Native Hybrid Thinking Models
- Lingjie Jiang ,
- Xun Wu ,
- Shaohan Huang ,
- Qingxiu Dong ,
- Zewen Chi ,
- Li Dong ,
- Xingxing Zhang ,
- Tengchao Lv ,
- Lei Cui ,
- Furu Wei
NeurIPS 2025 |
Recent Large Reasoning Models (LRMs) have shown substantially improved reasoning capabilities over traditional Large Language Models (LLMs) by incorporating extended thinking processes prior to producing final responses. However, excessively lengthy thinking introduces substantial overhead in terms of token consumption and latency, particularly unnecessary for simple queries. In this work, we introduce introduce Native Hybrid Thinking Models (NHTMs), the first kind of model capable of adaptively determining whether to perform thinking based on the contextual information of user queries. To achieve this, we propose a two-stage training pipeline comprising Hybrid Fine-Tuning (HFT) as a cold start, followed by online reinforcement learning with the proposed Hybrid Group Policy Optimization (HGPO) to implicitly learn to select the appropriate thinking mode.
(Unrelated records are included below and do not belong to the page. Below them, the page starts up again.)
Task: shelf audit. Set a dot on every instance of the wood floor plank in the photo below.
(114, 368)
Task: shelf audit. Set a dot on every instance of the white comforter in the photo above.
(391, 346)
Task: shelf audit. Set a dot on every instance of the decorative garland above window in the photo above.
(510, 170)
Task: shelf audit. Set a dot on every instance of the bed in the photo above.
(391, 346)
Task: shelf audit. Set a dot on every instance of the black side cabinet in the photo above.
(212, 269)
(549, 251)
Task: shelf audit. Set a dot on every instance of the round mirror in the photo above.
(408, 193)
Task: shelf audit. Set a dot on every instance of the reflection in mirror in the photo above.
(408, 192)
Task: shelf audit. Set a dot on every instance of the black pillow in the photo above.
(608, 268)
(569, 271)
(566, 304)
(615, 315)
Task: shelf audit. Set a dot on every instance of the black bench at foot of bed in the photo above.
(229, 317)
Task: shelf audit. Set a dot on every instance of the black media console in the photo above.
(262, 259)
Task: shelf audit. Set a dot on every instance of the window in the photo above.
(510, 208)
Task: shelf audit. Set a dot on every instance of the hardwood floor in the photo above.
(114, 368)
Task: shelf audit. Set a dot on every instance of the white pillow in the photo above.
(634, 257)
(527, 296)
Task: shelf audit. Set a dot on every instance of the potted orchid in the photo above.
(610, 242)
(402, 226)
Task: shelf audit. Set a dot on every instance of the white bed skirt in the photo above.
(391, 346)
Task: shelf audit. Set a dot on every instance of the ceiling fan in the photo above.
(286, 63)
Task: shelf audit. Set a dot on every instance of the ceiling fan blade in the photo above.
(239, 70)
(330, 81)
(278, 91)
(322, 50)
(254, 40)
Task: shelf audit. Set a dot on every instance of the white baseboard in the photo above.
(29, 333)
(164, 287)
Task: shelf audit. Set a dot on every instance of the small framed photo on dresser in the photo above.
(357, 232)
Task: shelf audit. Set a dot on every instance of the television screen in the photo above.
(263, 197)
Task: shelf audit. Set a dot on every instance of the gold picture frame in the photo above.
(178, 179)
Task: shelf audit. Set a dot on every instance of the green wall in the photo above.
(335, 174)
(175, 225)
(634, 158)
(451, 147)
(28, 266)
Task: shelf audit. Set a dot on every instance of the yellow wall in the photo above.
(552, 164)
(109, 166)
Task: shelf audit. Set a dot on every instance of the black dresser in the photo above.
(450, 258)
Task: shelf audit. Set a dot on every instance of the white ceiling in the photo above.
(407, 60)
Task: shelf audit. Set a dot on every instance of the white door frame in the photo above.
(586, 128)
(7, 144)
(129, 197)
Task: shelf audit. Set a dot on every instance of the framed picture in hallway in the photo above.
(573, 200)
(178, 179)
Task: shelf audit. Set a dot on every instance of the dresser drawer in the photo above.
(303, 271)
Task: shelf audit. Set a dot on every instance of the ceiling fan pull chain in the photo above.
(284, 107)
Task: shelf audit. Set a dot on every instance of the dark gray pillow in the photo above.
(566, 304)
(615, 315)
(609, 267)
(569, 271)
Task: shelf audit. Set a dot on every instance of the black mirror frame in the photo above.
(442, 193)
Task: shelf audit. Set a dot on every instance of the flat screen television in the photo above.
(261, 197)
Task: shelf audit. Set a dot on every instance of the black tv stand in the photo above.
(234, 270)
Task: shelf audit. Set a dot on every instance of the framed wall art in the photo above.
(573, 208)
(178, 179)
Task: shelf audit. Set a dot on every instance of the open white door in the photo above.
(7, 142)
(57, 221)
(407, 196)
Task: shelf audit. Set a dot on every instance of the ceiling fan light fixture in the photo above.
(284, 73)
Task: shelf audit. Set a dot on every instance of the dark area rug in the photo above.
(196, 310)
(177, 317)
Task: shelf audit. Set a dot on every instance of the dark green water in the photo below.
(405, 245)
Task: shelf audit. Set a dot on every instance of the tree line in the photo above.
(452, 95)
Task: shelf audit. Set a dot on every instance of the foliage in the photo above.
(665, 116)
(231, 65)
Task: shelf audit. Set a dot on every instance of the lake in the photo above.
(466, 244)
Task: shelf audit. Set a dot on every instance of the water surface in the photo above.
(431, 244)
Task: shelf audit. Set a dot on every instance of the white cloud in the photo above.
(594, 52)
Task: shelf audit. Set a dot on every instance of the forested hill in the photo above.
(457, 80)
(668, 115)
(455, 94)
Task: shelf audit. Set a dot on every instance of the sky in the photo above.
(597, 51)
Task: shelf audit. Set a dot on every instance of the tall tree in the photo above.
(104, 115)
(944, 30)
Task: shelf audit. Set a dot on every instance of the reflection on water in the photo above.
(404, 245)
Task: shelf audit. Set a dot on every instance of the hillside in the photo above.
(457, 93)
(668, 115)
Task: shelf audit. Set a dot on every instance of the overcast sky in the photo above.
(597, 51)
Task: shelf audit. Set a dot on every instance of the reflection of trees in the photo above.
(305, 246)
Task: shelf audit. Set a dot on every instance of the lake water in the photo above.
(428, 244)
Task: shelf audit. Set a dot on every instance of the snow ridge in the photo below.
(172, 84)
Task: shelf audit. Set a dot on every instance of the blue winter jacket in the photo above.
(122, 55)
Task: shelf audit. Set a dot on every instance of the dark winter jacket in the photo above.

Furthermore, we introduce a metric called Hybrid Accuracy to quantitatively assess the model’s capability for hybrid thinking. Expensive experimental results show that NHTMs can adaptively performs hybrid thinking on queries of varying difficulty and type. It outperforms existing LRMs and LLMs in reasoning and general capabilities while significantly improving efficiency. Together, our work advocates for a reconsideration of the appropriate use of extended thinking processes, and provides a solid starting point for building hybrid thinking systems.